Self-Attention Boosts Heterogeneous User Behavior Modeling for Recommendations

Research Background

Understanding users through their diverse behaviors is essential for personalized services. As platforms record increasingly varied actions, they need to fuse heterogeneous behavior data to better comprehend users.

In Alibaba's full‑scope marketing, integrating all user ecosystem behaviors is crucial, yet handling heterogeneous data remains challenging.

This work introduces a general user representation framework that groups different behavior types, maps them into distinct subspaces, and applies self‑attention to model inter‑behavior influence, validated on recommendation tasks.

Related Work

Traditional heterogeneous behavior modeling relies on manual feature engineering, focusing on aggregated or non‑sequential ID features.

Single‑behavior sequence modeling typically uses RNNs (LSTM/GRU) or CNN+Pooling, which suffer from limited parallelism and inability to retain specific behavior details.

Heterogeneous data representation learning often depends on strong supervision (e.g., image captioning), which is absent in our scenario.

ATRank Scheme

The overall framework consists of a raw feature layer, semantic mapping layer, self‑attention layer, and target network.
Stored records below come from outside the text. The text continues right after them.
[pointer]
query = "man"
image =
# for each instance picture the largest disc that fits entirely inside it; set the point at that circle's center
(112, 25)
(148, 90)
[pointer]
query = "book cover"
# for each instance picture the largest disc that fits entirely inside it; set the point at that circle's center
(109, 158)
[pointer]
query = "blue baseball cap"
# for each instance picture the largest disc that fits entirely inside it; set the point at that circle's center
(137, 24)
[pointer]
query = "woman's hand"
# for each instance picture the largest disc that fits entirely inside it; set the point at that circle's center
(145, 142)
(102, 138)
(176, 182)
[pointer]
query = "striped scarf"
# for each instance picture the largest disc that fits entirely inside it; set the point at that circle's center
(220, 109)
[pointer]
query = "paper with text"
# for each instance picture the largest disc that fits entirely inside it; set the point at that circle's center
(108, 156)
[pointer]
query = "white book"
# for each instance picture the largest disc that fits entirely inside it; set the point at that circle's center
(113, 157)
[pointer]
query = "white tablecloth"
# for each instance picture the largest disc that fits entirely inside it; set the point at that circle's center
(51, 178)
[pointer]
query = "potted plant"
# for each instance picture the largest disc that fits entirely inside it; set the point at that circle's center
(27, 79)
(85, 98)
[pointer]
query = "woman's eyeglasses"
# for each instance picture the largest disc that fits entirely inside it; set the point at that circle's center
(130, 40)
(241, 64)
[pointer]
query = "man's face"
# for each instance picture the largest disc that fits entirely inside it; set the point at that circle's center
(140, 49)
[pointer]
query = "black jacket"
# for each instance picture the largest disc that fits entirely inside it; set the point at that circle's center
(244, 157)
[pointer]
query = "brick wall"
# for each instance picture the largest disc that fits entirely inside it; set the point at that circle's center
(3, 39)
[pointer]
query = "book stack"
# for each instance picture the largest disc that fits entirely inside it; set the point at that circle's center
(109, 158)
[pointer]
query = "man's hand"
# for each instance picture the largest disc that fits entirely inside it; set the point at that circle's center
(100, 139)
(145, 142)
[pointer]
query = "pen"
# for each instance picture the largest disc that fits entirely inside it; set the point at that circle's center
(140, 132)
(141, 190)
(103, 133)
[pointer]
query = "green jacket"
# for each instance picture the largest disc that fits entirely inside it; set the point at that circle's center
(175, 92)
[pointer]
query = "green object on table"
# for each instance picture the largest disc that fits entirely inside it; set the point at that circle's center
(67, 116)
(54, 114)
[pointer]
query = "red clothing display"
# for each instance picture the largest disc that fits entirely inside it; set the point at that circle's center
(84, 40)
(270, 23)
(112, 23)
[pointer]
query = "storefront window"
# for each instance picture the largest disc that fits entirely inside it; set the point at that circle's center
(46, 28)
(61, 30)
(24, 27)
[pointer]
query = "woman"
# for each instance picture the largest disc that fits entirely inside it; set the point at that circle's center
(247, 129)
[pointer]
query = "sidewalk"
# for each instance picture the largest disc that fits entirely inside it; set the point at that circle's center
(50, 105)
1. Behavior Grouping Each user action is a triple (type, target, time). Actions are grouped by target entity (e.g., product, coupon, keyword). The encoding of a behavior is the sum of target embedding, discretized time lookup, and action‑type lookup.

2. Semantic Space Mapping Heterogeneous behaviors are linearly projected into multiple semantic subspaces (analogous to RGB channels), enabling comparable semantics across different behavior types.

3. Self‑Attention Layer Self‑attention transforms each behavior from an objective representation to a memory‑aware one, allowing multi‑layer attention to capture higher‑order influences.

4. Target Network Depending on downstream tasks (e.g., click‑through prediction), the target network combines the predicted behavior embedding with the user representation via vanilla attention and feeds it to a ranking network.

Offline Experiments

We evaluated the framework on the Amazon purchase behavior dataset. Training converged faster than CNN/LSTM baselines, and average AUC improved slightly.

Conclusion: self‑attention with time encoding can replace CNN/LSTM encoders, achieving up to 4× faster training and comparable or better recommendation performance.

Case Study

We visualized attention scores across semantic spaces on the Amazon dataset, revealing distinct focus patterns per space, such as category‑specific attention in certain subspaces.

Multi‑Task Learning

We trained on three heterogeneous behaviors (purchase click, coupon claim, keyword search) simultaneously, comparing seven training modes (single‑behavior, multi‑model, all‑in‑one). The all‑in‑one multi‑task setting achieved the best overall performance, demonstrating the framework’s ability to leverage additional behavior data.

Conclusion

We presented a universal user representation framework that fuses heterogeneous behavior sequences and validated its effectiveness in recommendation tasks. Future work aims to incorporate richer commercial scenarios and data to build a flexible, extensible user representation system for superior personalization.